Just because a game has great graphics doesn’t mean it’s a great showcase of ray tracing, though. For example, Hitman 3‘s ray tracing update was a disappointment. We catered our list toward games that best showcase ray tracing, so you can use them for bragging rights or just to see what your PC is capable of.

Dying Light 2: Stay Human might be the most graphically advanced game available today (though our next pick gives it a run for its money). It features ray-traced global illumination, ambient occlusion, shadows, and reflections. You can even apply ray tracing to your flashlight, with light spilling out into dark rooms around you. As our Dying Light 2 performance guide shows, though, ray tracing comes at a steep cost. Even the best graphics cards will be brought to their knees by Dying Light 2. This is a game clearly built for future hardware, so it’s a good idea to turn down a lot of the ray tracing settings if you can.

Metro Exodus Enhanced Edition is a PC exclusive that goes all-in on ray tracing. Literally. Developer 4A Games replaced every rasterized light source with a ray-traced version, as well as improved the ray-traced reflection featured in the first version. Needless to say, all of this ray tracing is extremely demanding, so make sure to turn on Nvidia’s Deep Learning Super Sampling (DLSS) for the best results.

For all of the problems Cyberpunk 2077 has, it’s still a downright gorgeous game. Like our top two picks, you’re looking at ray tracing across the board — global illumination, shadows, reflections, ambient occlusion, and diffused illumination. Night City comes to life with ray tracing turned on, but it’ll tank your frame rate (even with a GPU as powerful as the RTX 3090 Ti). You’ll need to turn on DLSS for the best experience, and thankfully, the game supports FidelityFX Super Resolution (FSR) if you have an AMD GPU.

Control was one of the earliest examples of the power of ray tracing, and it remains one of the best ray tracing games in 2022. The game doesn’t have ray-traced global illumination, but it still comes with reflections, shadows, and even ray-traced debris. It’s demanding, so Nvidia DLSS is a welcome addition. It’s not as demanding as our top picks, however, which is great if you’re sitting on a 1080p graphics card.

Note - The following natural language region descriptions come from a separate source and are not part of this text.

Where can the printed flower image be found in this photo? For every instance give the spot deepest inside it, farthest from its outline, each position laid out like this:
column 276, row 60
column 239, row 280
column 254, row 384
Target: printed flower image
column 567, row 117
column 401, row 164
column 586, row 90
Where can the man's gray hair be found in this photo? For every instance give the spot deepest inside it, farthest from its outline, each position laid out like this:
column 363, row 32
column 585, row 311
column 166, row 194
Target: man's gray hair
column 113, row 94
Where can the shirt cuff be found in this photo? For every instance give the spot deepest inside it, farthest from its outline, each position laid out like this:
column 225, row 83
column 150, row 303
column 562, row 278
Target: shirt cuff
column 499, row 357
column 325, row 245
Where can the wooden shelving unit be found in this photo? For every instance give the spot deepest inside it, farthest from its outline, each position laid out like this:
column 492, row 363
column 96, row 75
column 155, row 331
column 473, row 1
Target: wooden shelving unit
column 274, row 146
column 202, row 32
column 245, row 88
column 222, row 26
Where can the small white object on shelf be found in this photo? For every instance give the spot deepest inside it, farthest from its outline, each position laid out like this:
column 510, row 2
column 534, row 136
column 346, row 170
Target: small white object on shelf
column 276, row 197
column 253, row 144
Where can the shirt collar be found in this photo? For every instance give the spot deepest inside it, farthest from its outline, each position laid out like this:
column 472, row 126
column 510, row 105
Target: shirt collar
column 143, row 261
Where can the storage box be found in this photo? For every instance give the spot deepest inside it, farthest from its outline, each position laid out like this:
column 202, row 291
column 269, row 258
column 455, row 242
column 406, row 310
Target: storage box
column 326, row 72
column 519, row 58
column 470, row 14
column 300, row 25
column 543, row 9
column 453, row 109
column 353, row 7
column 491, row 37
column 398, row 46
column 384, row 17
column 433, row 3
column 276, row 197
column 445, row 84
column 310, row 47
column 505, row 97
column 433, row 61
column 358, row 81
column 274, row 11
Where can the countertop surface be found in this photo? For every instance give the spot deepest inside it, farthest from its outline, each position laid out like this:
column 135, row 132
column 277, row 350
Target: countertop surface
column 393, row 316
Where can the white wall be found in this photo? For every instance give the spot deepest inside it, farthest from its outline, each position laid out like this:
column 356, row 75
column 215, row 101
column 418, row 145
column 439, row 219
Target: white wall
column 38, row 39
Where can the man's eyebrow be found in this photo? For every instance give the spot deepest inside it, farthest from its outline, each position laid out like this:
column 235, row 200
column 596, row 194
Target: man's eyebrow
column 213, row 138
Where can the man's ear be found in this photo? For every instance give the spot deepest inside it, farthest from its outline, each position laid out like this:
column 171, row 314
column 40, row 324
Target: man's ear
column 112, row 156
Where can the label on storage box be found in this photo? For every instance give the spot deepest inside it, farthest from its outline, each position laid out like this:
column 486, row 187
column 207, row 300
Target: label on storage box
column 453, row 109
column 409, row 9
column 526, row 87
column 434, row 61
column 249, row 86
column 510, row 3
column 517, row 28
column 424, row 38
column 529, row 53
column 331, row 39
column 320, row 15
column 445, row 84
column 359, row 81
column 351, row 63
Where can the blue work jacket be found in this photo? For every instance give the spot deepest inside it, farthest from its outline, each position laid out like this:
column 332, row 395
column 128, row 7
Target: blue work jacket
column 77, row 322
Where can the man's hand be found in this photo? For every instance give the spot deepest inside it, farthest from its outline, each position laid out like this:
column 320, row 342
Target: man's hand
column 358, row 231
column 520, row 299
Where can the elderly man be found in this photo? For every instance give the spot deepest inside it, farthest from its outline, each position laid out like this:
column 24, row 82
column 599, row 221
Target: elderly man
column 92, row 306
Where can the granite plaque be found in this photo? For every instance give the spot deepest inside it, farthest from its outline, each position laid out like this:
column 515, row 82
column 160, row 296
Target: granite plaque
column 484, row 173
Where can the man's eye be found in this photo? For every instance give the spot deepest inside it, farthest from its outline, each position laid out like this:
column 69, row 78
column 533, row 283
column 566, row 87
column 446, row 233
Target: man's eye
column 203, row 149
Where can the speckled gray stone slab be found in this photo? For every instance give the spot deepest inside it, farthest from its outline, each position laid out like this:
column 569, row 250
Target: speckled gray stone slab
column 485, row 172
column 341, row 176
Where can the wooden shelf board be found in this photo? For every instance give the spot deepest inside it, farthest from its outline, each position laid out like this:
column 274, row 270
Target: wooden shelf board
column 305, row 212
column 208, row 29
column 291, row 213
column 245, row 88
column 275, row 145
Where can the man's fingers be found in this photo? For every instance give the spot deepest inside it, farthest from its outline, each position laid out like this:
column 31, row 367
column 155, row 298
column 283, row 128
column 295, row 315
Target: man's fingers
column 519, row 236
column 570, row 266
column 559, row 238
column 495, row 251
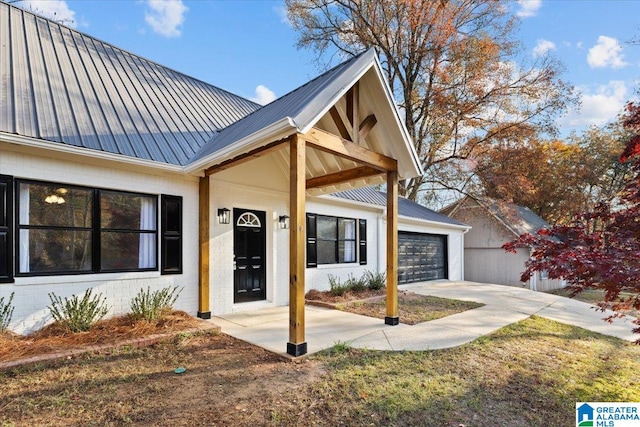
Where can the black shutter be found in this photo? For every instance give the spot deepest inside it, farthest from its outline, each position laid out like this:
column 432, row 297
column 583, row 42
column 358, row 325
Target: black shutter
column 362, row 236
column 171, row 230
column 312, row 251
column 6, row 221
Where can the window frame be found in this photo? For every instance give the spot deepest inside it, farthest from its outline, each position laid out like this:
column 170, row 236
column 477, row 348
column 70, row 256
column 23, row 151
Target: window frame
column 313, row 255
column 6, row 225
column 167, row 234
column 95, row 229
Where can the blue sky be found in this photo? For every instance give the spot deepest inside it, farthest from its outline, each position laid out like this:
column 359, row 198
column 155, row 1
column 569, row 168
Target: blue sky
column 247, row 47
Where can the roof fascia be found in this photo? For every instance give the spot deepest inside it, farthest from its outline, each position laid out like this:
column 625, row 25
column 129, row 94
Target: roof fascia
column 27, row 141
column 374, row 63
column 277, row 130
column 382, row 209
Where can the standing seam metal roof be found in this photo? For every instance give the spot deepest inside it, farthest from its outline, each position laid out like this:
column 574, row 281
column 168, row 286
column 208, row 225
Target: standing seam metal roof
column 406, row 207
column 60, row 85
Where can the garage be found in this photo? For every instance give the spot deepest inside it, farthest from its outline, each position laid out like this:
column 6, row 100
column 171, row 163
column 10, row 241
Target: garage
column 421, row 257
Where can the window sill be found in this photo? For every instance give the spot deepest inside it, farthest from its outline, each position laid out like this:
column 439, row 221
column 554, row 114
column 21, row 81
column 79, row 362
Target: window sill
column 84, row 278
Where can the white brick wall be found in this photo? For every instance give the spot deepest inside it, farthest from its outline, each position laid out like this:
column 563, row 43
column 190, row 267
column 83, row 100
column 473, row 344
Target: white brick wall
column 31, row 293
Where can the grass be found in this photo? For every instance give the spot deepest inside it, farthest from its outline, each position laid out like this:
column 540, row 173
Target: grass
column 528, row 374
column 412, row 308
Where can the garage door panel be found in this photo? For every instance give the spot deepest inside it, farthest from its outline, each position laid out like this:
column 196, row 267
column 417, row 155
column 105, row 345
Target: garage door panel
column 421, row 257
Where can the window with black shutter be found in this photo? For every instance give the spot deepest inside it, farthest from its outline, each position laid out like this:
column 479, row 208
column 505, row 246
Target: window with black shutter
column 6, row 221
column 171, row 259
column 362, row 236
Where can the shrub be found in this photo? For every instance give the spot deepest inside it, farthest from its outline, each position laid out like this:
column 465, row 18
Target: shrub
column 149, row 306
column 375, row 281
column 78, row 314
column 337, row 288
column 6, row 312
column 356, row 285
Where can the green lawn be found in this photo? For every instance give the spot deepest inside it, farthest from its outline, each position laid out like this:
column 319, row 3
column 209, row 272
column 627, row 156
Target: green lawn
column 530, row 374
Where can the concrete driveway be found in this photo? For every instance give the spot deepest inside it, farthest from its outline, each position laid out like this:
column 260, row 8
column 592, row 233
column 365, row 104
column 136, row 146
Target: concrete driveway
column 269, row 328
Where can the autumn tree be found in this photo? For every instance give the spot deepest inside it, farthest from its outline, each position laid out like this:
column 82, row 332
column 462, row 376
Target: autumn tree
column 600, row 249
column 555, row 178
column 455, row 67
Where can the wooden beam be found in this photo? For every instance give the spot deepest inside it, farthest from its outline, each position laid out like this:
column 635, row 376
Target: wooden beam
column 243, row 158
column 367, row 124
column 392, row 317
column 332, row 144
column 355, row 114
column 337, row 119
column 297, row 235
column 204, row 311
column 342, row 176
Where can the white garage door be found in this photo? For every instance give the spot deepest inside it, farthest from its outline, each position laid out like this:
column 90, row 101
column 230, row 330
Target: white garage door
column 421, row 257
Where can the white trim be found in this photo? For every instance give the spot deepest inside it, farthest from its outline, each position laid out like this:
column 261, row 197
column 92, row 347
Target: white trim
column 383, row 210
column 281, row 128
column 60, row 147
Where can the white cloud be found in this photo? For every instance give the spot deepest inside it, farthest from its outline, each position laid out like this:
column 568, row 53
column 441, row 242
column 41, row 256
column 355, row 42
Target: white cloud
column 528, row 8
column 56, row 10
column 264, row 95
column 542, row 47
column 600, row 106
column 166, row 17
column 606, row 53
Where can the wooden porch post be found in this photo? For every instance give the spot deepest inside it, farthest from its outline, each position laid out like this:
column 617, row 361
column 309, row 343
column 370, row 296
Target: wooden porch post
column 204, row 311
column 297, row 234
column 392, row 317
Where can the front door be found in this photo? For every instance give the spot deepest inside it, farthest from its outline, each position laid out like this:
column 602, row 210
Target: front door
column 249, row 247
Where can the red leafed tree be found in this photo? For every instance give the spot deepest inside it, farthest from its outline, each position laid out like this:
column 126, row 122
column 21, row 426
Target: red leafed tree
column 599, row 249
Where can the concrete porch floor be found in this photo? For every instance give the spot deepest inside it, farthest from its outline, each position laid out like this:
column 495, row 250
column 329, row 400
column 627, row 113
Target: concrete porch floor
column 269, row 328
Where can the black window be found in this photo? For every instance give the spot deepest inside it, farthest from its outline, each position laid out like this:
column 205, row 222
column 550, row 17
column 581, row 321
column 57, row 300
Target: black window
column 65, row 229
column 362, row 239
column 171, row 229
column 6, row 220
column 330, row 240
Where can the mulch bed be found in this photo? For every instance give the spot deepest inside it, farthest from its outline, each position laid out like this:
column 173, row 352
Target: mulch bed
column 54, row 338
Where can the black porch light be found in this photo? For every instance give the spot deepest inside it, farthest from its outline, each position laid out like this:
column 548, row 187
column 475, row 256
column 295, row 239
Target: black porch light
column 224, row 216
column 284, row 221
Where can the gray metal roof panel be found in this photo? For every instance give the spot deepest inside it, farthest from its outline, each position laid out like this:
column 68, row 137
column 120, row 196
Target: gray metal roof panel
column 406, row 207
column 63, row 86
column 519, row 219
column 301, row 105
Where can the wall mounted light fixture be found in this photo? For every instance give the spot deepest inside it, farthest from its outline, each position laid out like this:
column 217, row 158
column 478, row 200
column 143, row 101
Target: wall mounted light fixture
column 224, row 216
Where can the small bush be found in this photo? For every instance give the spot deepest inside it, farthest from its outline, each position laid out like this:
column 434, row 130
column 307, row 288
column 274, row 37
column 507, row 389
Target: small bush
column 149, row 306
column 375, row 281
column 337, row 288
column 356, row 285
column 6, row 312
column 78, row 314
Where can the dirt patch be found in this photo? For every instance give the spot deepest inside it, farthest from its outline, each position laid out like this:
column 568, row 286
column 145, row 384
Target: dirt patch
column 412, row 308
column 54, row 338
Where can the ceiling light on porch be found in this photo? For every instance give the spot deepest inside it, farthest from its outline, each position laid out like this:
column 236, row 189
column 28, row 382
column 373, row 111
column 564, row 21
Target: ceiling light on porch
column 284, row 221
column 224, row 216
column 54, row 199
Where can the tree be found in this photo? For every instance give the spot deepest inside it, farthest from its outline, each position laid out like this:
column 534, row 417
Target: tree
column 600, row 249
column 453, row 66
column 555, row 178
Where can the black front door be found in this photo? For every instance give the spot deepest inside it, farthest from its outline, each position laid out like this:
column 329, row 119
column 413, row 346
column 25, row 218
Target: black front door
column 249, row 248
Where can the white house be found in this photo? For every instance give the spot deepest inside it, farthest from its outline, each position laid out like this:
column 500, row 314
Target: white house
column 117, row 173
column 494, row 223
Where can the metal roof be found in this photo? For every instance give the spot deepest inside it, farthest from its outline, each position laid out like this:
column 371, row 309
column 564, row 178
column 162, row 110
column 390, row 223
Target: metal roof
column 63, row 86
column 301, row 105
column 516, row 219
column 406, row 207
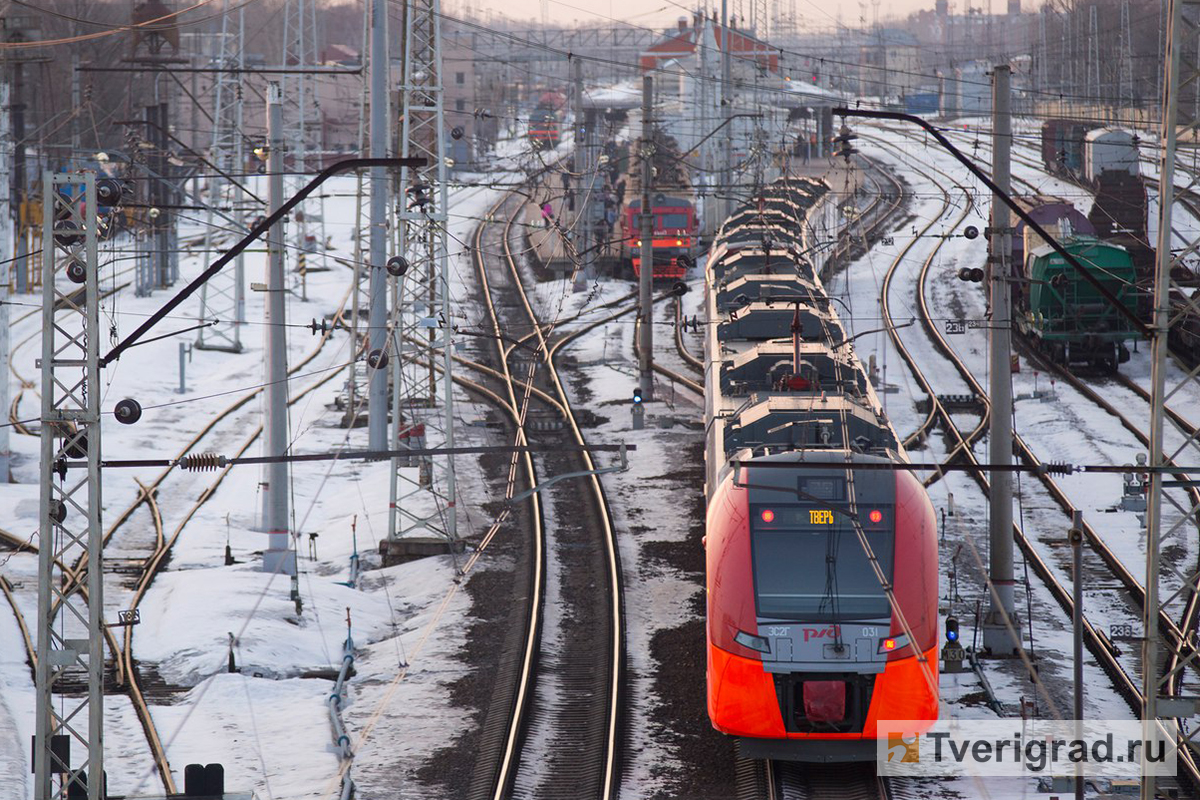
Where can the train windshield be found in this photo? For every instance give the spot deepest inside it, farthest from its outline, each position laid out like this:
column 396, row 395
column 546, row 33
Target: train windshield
column 809, row 563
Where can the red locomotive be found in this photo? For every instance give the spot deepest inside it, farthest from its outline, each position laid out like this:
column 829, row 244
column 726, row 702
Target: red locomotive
column 821, row 554
column 675, row 235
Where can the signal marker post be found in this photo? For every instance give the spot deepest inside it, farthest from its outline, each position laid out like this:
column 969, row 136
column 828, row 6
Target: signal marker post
column 279, row 555
column 1001, row 617
column 646, row 304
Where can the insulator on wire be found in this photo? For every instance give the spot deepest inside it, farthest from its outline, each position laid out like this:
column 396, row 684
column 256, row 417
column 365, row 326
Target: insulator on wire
column 77, row 272
column 202, row 463
column 127, row 411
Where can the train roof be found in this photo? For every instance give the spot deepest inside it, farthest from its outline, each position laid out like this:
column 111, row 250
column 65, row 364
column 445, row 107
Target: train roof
column 1078, row 242
column 661, row 200
column 762, row 366
column 832, row 422
column 755, row 260
column 743, row 289
column 762, row 322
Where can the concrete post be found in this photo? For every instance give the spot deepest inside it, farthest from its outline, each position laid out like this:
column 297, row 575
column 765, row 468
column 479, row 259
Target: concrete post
column 279, row 555
column 377, row 316
column 646, row 280
column 1001, row 617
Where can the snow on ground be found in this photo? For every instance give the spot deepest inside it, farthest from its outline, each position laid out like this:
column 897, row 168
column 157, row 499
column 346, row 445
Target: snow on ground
column 271, row 731
column 1068, row 428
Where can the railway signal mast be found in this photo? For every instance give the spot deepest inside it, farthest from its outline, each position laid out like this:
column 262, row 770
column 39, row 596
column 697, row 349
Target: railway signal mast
column 222, row 296
column 7, row 283
column 1167, row 512
column 421, row 320
column 70, row 607
column 1002, row 615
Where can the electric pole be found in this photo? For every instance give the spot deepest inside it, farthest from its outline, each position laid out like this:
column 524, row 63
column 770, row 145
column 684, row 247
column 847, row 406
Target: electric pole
column 1002, row 614
column 726, row 187
column 222, row 296
column 1167, row 513
column 377, row 314
column 6, row 286
column 279, row 555
column 70, row 500
column 646, row 277
column 585, row 176
column 421, row 318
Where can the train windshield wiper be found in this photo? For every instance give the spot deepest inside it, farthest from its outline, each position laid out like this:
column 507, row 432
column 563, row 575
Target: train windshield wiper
column 804, row 495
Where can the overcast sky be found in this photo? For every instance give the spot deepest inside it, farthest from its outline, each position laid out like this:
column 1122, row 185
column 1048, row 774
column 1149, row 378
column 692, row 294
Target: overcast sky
column 658, row 13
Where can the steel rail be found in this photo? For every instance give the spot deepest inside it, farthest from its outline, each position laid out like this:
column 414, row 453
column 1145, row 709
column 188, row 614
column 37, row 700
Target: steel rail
column 612, row 573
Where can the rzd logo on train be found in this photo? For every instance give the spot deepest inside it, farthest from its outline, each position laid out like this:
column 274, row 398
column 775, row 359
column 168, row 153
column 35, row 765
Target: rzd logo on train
column 831, row 632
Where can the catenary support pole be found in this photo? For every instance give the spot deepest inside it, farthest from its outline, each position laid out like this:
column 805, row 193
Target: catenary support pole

Minecraft RTX is a novelty — there’s no way around it. Similar to Quake II RTX, ray tracing really shines when put against a game that’s graphically simple. You get reflections, shadows, global illumination, and emissive blocks, bringing the voxel world to a whole new level. You’ll need to install an RTX-capable resource pack to use ray tracing, but the results are stunning.

A mobile game like Lego’s Builder’s Journey doesn’t seem like an obvious choice to show off ray tracing, but that’s why it’s so brilliant; ray tracing elevates the game visually so much that it’s the perfect showcase. Ray-traced shadows and reflections shine with the minor imperfections on the Lego bricks, making each diorama seem like it’s ripped straight from the real world.

Amid Evil is among the increasingly popular genre of boomer shooters — retro-styled FPS games modeled off of 90s classics like Quake. Amid Evil has all of the retro trimmings, but the developer brings in some modern flare with ray-traced reflections and shadows. It doesn’t look like a retro game with ray tracing overlayed on top; Amid Evil is instead a masterclass in style. You don’t need much to get ray tracing working, either, but Nvidia DLSS is available in case you’re running into performance issues.

It took a year from release for Doom Eternal to receive its ray tracing update, but the wait was worth it. The game doesn’t have all of the fancy ray tracing tech as some of our higher picks. Instead, it perfects ray-traced reflections. The game has so many bright, vibrant surfaces for light to bounce off, and flipping the reflections on brings the hellscape to life (or death, I suppose).

Bright Memory: Infinite isn’t a great game. It’s a relatively basic shooter with a few unique melee mechanics thrown into the mix, and you’ll have it beaten in a couple of hours. More than anything, Bright Memory: Infinite is a tech demo. It shows off ray tracing at its best, with reflections, global illumination, shadows, and a world design that seems purpose-built for the light tech.